A New Year
What is it that we celebrate when one year descends below the horizon of time while the next is rising beyond it? In a sense, nothing. Nothing really changes at this point. Its signification appears to come from its convenience at the end of the calendar, rather than from some real (as opposed to artificial) event, like the winter solstice, or the first full moon of the Summer equinox.
Yet, there is something to be said, however briefly, about its very artificiality, a word we would be wise to remember, shares an etymology with artifice, and both of these with art; that is, with the creation of something new and symbolically powerful. The celebration of new years is an artifice of the human imagination, sure, but this does not empty if of meaning, but rather, opens a space where it can become meaningful.
What meaning do we grant it?
The new year is simultaneously requiem and ressurection.
New years is a requiem for the year, for dashed hopes, squashed aspirations, and unmet goals; a chance for us to bury our past failures, regrets, and disappointments, and let them sail off with Charon, heading for oblivion. We wanted to lose 10kg, build that deck, and become a more attentive partner, but our aspirations were not met with equivalent strength of will. No matter, that was then, and this is now. Now is the time to restart and not let these things hold one back.
New years is likewise a celebration of dreaming. It is the dream of all dreams, a dream we so ardently want to make a reality. In the new year, we celebrate the possibility of things being different. This time, we really are going to lose that weight, commit to that renovation, or become the partner our significant other deserves.
Just as new year is a requiem for a dead past, it is likewise a resurrection of hope. The hope that was trampled, beaten down, and left for dead from the trials and tribulations of the previous year is brought back to life with a renewed optimism that maybe, this time, we will succeed in the resolutions we have set ourselves.
New year’s is about recognising the person we have been in the current year and striving to be a better sort of person in the next. The new year is the metaphysical crossroad we traverse annually, where we look back at the person we were and then set our sights forth on the type of person we want to (and hopefully can) be. The new year is the juncture between a solid, fixed, and unchangeable past that refuses to budge, and a future still yet unwritten, undecided; pliant, and flexible enough for us to shape it. At new years we are faced with the inexorable tension between the questions ‘who am I’ this year and ‘who do I want to become’ in the next?
There are, as always, the naysayers, who seek to empty new year celebrations of signification. ‘Why wait’, they say, ‘until the end of the year? You can make changes now’. Strictly speaking, they are right. You don’t need to wait until the end of the year to try and become a better person. (Although, I don’t think anyone actually makes that claim). But they misunderstand why the new year is so valuable. The new year, strictly speaking, has no value. After all, it is just another arbitrary span of time. However, it has immense symbolic value. It punctures the calendar, delineating between one moment and the next. We are a symbol using species. The ring on the finger of an engaged partner and new year both are technically without value, but they remain symbolically valuable; both make real and visible to the world that something has occurred, that change has happened.

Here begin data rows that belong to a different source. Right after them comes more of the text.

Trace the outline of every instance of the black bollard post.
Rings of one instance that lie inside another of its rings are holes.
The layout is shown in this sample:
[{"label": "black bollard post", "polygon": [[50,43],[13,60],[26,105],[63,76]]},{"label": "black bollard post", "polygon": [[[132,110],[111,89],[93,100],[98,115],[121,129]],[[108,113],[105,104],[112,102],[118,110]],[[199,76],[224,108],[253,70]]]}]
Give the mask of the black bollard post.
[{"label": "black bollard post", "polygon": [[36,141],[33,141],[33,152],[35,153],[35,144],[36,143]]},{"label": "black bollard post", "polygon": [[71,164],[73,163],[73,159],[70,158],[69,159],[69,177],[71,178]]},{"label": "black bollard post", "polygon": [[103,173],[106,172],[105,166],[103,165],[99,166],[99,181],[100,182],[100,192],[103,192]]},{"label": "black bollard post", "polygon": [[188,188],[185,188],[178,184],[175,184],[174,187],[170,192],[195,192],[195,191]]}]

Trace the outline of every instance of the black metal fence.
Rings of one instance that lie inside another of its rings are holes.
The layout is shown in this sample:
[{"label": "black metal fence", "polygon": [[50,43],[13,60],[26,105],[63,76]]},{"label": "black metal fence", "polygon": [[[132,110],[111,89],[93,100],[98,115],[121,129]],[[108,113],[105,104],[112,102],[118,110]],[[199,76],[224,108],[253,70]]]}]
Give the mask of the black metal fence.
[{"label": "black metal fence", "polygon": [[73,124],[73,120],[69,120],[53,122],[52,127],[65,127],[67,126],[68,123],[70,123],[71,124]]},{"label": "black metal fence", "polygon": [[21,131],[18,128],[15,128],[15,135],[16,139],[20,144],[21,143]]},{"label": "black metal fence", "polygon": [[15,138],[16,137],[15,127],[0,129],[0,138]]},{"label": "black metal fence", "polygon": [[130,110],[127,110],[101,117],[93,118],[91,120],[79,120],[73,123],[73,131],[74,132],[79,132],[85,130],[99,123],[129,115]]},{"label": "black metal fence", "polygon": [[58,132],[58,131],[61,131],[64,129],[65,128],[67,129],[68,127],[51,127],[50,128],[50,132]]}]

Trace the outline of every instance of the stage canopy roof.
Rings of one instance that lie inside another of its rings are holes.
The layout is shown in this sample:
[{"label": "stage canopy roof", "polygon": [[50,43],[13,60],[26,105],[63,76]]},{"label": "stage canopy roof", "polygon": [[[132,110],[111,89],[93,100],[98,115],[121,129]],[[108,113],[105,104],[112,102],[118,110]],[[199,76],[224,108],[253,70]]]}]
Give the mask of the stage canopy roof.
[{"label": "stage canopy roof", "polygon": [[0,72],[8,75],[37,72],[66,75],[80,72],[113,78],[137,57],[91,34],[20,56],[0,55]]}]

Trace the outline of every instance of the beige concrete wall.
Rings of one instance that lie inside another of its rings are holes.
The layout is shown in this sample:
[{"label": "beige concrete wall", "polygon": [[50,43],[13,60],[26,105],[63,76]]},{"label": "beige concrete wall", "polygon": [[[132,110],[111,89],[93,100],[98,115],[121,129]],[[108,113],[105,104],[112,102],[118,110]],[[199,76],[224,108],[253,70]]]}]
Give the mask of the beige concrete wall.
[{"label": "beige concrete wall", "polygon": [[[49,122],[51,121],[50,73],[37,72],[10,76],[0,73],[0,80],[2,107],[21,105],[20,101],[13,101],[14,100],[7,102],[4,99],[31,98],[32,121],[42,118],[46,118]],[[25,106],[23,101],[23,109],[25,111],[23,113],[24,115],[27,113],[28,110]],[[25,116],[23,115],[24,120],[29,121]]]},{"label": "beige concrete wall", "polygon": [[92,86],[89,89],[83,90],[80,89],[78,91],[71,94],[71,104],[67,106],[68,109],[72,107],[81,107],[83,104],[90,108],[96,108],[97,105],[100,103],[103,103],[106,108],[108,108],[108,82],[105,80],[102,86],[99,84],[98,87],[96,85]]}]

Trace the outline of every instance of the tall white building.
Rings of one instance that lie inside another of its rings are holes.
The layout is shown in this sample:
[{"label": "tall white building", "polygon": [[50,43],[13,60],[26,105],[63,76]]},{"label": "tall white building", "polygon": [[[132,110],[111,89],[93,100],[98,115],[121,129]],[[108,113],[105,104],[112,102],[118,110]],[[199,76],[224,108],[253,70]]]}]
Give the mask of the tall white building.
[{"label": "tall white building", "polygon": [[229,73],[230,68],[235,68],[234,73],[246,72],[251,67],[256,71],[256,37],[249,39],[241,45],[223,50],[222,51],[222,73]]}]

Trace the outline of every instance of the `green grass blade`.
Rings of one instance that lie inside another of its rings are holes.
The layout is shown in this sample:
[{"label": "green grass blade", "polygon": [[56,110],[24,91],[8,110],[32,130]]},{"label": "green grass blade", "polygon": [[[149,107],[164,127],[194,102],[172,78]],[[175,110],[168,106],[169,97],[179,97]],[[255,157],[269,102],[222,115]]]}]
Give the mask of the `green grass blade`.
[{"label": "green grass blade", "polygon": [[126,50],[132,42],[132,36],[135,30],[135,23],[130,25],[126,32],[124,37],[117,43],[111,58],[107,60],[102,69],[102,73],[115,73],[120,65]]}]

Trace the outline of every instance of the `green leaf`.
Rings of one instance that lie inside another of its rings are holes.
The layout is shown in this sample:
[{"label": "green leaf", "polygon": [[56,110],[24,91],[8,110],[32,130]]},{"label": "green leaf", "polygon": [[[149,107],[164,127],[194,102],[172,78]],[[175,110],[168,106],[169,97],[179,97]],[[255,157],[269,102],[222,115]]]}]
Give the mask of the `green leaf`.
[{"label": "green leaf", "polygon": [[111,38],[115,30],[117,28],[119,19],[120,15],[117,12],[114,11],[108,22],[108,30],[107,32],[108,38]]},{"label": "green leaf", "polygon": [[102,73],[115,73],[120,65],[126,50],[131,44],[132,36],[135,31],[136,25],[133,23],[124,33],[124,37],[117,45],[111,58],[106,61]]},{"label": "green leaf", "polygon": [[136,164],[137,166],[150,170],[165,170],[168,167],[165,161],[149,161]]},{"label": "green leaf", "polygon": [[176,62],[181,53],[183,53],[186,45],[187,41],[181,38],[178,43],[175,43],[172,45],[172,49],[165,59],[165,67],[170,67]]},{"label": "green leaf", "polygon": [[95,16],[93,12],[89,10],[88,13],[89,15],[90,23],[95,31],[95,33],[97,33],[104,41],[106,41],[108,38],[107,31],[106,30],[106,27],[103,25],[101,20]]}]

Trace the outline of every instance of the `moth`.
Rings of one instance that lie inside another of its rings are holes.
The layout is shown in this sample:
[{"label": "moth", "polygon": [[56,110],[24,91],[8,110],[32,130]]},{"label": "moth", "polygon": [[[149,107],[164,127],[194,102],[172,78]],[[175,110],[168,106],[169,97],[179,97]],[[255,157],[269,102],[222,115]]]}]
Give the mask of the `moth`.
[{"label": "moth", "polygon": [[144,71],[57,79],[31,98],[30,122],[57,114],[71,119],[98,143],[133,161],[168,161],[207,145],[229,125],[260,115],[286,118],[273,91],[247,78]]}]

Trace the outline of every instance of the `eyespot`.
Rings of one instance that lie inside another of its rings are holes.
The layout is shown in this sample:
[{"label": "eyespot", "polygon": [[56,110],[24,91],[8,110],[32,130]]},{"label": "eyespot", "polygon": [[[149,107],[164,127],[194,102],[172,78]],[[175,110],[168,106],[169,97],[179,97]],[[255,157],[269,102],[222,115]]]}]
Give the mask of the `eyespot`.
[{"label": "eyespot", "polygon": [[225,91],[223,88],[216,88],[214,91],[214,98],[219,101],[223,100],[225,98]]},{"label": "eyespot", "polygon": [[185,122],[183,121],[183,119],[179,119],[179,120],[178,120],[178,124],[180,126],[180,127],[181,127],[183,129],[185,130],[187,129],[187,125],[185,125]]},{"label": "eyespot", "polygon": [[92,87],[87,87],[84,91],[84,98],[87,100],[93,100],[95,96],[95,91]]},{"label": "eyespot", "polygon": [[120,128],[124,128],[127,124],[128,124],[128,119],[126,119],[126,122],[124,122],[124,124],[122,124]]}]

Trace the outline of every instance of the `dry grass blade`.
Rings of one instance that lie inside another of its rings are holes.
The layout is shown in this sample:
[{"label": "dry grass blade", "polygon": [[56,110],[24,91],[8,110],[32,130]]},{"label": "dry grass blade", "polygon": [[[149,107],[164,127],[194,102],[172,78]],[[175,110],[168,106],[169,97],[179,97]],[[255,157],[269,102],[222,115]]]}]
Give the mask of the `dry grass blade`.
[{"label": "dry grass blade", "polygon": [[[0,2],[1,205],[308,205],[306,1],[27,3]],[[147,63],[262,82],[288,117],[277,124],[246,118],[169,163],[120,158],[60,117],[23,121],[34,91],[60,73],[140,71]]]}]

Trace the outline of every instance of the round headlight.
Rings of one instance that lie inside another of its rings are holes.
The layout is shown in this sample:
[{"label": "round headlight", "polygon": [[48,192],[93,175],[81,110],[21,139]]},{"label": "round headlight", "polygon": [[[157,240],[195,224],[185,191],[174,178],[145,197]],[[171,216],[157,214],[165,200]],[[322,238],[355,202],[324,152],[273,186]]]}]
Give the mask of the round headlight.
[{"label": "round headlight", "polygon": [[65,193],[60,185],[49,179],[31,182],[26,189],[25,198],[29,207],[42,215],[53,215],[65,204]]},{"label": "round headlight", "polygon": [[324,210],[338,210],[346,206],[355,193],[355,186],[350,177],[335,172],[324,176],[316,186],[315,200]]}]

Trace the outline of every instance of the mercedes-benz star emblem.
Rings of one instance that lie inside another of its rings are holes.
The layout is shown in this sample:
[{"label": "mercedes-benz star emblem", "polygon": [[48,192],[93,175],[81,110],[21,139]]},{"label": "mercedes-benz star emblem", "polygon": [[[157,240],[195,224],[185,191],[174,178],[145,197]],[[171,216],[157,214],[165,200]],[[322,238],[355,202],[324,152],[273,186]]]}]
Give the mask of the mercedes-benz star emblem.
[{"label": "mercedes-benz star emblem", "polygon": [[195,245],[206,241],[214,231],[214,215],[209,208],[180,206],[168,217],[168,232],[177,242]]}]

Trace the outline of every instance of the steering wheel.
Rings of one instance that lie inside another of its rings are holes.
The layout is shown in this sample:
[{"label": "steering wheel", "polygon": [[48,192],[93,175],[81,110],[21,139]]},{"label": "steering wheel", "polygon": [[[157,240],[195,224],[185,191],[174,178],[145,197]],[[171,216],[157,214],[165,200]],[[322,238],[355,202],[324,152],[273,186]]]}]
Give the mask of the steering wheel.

In the infinitesimally small magic moment separating this year and the next, we celebrate the possibility of a refresh; of cutting our losses and starting over in a way that allows us to make the past well and truly passed, and the future, well and truly upon us. The new year is a mourning for what we wanted to achieve but didn’t, a celebration of the chance to start anew, and a declaration that despite our failure to live up to our lofty aspirations, we are the architects of our destiny.